Митохондриальные нуклеоиды – это компактные частицы, образованные молекулами митохондриальной ДНК, покрытыми белками. Митохондриальная ДНК кодирует тРНК, рРНК и несколько основных митохондриальных полипептидов. Митохондриальные нуклеоиды делятся и распределяются в динамической митохондриальной сети, которая подвергается делению/слиянию и другим морфологическим изменениям. Высокое разрешение живой флуоресценции микроскопии является простой метод, чтобы охарактеризовать положение и движение нуклеоидов. Для этого метода, нуклеоиды обычно помечены через флуоресцентные метки их белковых компонентов, а именно транскрипционный фактор a (TFAM). Тем не менее, эта стратегия нуждается в переэкспрессии флуоресцентного белка помечены построить, что может привести к артефактов (сообщил и для TFAM), и не представляется возможным во многих случаях. Органические ДНК-связывающие красители не имеют этих недостатков.
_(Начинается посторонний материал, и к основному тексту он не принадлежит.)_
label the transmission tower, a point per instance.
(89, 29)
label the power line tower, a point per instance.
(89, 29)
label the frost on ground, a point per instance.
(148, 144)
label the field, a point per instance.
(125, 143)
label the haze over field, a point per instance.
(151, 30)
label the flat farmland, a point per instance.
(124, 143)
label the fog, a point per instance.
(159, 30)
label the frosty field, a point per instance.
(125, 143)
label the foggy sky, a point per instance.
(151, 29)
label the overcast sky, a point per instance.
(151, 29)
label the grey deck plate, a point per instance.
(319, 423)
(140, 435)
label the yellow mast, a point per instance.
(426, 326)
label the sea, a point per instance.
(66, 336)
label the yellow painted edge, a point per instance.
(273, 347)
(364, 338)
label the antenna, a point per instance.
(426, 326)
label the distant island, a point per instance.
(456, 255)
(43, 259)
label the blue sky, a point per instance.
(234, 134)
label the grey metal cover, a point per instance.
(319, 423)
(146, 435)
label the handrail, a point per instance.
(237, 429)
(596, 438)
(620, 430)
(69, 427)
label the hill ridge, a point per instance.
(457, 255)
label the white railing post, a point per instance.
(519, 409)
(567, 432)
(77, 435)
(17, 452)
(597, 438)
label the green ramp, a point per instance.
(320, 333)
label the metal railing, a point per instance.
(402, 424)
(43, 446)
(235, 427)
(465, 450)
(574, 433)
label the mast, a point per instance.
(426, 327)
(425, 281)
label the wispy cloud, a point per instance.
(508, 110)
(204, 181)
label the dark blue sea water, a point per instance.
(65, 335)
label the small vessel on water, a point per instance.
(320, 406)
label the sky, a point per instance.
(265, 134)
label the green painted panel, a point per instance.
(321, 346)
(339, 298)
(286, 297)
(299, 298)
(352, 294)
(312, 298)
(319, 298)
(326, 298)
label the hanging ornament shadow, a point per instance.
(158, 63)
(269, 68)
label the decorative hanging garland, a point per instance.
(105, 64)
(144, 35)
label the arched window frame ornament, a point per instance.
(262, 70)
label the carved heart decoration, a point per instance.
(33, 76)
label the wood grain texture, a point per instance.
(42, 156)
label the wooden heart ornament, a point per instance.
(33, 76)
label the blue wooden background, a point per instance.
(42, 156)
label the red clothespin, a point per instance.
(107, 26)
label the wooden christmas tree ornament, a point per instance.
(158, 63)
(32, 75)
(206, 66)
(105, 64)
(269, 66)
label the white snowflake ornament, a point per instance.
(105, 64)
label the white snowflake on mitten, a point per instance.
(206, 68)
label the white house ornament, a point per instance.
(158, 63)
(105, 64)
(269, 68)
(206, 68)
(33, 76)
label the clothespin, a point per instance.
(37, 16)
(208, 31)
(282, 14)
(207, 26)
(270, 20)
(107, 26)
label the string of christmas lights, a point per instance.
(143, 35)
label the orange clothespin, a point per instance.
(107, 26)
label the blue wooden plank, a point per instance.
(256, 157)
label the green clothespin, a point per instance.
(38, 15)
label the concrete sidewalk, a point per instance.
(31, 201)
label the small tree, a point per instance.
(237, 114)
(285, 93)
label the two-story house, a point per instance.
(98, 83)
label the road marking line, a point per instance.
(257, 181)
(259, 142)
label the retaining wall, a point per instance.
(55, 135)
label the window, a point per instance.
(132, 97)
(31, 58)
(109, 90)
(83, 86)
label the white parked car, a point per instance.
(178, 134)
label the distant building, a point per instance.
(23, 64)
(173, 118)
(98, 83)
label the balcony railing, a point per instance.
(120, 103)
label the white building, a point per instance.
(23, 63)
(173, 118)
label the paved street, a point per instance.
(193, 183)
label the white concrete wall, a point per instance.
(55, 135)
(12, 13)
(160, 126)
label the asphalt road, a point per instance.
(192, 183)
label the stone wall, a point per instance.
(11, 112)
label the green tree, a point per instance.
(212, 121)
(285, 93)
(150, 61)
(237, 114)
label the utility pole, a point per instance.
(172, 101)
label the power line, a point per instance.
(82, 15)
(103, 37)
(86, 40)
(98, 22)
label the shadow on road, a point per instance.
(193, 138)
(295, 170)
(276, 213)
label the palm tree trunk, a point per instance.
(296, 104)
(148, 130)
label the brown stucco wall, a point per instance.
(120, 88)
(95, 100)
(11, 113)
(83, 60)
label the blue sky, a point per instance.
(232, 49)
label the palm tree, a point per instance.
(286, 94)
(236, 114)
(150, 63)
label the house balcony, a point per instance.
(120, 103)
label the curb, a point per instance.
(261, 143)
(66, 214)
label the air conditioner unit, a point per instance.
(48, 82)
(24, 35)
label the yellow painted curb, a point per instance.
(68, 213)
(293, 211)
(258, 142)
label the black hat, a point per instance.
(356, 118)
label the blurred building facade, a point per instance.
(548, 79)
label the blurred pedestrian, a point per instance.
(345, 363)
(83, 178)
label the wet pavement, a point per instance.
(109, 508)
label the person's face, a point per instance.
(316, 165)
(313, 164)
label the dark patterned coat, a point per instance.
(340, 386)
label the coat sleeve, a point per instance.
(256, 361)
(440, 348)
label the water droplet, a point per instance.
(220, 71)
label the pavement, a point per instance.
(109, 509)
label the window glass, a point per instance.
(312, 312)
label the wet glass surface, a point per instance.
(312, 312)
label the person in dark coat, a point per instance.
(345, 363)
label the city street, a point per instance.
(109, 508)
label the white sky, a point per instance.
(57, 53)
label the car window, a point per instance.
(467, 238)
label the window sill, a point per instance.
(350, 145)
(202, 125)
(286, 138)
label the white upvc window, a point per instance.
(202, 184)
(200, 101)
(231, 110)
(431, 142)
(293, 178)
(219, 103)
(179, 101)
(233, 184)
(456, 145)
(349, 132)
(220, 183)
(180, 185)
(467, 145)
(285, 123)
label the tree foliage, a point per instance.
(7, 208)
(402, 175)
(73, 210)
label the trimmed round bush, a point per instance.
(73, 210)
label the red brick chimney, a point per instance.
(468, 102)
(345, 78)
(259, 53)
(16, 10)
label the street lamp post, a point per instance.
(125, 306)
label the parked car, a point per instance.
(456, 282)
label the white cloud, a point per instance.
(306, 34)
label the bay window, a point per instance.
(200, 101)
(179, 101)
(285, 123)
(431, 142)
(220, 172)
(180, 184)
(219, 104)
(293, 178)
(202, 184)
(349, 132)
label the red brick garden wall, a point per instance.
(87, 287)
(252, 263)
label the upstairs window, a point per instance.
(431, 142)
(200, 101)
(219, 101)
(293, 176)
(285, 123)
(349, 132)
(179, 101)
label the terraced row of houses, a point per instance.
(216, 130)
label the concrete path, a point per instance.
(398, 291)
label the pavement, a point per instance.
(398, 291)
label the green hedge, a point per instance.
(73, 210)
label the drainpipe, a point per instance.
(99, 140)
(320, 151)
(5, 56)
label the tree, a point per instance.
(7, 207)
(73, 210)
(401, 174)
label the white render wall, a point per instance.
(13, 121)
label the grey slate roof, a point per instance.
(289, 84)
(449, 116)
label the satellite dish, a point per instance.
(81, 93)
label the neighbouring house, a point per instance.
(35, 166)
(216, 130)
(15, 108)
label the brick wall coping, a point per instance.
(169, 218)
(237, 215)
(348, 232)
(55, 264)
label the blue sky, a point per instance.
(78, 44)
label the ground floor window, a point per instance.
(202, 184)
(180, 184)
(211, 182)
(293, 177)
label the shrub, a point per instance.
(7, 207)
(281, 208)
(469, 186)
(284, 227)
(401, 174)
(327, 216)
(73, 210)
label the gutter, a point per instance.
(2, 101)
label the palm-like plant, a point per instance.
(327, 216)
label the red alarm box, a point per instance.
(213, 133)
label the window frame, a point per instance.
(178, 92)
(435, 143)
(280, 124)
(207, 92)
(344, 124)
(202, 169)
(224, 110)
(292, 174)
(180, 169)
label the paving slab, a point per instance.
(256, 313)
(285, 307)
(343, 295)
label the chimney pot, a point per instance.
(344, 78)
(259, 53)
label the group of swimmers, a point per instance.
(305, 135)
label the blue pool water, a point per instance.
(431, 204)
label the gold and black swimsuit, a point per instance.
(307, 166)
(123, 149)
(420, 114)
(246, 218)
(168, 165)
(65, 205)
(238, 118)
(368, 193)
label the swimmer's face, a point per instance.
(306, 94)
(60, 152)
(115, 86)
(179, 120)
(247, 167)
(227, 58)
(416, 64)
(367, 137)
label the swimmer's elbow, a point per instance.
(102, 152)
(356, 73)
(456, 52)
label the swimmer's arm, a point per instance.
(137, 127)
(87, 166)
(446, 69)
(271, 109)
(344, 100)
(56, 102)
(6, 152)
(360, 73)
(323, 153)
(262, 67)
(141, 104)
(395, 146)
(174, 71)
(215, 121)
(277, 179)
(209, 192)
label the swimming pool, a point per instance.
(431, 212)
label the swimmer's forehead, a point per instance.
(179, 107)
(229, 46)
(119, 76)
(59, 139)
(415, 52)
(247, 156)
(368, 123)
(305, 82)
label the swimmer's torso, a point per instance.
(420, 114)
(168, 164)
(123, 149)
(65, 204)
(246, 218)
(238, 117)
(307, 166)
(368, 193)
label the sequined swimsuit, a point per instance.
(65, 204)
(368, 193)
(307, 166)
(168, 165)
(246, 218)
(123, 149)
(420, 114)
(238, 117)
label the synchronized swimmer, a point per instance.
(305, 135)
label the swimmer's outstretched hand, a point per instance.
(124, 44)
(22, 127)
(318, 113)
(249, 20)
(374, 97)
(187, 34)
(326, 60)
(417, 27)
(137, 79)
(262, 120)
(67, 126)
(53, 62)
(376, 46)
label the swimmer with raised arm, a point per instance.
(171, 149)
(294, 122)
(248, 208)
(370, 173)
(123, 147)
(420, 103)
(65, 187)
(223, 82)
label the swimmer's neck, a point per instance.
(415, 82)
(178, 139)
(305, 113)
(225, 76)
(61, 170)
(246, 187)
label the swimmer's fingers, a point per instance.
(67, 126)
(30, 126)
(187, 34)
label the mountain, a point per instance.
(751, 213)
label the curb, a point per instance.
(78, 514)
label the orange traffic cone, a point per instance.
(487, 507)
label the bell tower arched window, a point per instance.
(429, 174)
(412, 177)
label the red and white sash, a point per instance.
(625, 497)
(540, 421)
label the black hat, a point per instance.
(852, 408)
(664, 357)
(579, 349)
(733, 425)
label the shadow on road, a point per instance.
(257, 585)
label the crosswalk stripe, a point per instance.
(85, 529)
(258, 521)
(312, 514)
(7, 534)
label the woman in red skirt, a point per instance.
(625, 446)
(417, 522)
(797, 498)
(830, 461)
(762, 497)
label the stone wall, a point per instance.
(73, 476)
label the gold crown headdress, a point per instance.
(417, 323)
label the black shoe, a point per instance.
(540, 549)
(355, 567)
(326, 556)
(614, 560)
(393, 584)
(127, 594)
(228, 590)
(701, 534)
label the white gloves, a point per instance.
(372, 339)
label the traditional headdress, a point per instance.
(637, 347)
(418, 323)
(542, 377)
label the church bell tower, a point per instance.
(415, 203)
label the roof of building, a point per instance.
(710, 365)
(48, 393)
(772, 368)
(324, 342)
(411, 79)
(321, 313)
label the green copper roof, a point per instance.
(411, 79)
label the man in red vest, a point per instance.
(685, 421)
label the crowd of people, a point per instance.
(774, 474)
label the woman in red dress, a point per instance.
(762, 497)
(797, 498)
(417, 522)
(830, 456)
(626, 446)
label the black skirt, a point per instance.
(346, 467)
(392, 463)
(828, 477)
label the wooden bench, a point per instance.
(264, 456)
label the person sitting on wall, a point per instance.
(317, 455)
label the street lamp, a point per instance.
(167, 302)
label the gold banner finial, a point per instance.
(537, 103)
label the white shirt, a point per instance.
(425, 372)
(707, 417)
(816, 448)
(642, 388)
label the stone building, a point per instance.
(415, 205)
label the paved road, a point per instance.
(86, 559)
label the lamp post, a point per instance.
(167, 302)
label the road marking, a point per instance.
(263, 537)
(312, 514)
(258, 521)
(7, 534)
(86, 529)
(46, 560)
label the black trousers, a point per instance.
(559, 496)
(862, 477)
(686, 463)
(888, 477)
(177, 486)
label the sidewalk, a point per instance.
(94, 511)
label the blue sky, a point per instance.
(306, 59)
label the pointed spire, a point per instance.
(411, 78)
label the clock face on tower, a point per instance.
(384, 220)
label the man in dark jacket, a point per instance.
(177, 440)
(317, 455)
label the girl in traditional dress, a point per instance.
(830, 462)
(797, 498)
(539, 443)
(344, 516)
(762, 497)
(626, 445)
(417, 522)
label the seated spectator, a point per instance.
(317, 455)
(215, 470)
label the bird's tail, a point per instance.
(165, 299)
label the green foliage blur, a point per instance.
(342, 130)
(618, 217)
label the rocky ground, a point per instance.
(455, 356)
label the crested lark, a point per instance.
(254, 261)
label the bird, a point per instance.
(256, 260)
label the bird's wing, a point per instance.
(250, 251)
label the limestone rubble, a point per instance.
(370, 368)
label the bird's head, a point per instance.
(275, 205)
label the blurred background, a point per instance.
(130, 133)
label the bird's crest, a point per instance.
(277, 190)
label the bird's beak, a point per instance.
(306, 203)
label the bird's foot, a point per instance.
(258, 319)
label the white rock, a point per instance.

Тем не менее, они всегда показывают окрашивание как ядерных, так и митохондриальных ДНС, при этом не хватает специфичности митохондриальных нуклеоидов. Принимая во внимание физико-химические свойства таких красителей, мы выбрали пятно геля нуклеиновой кислоты (SYBR Gold) и добились преференциальной маркировки митохондриальных нуклетодов в живых клетках. Свойства красителя, в частности его высокая яркость при привязке к ДНК, позволяют последующую количественную оценку движения митохондриальных нуклеоидов с использованием временных рядов структурированных изображений освещения супер-разрешения.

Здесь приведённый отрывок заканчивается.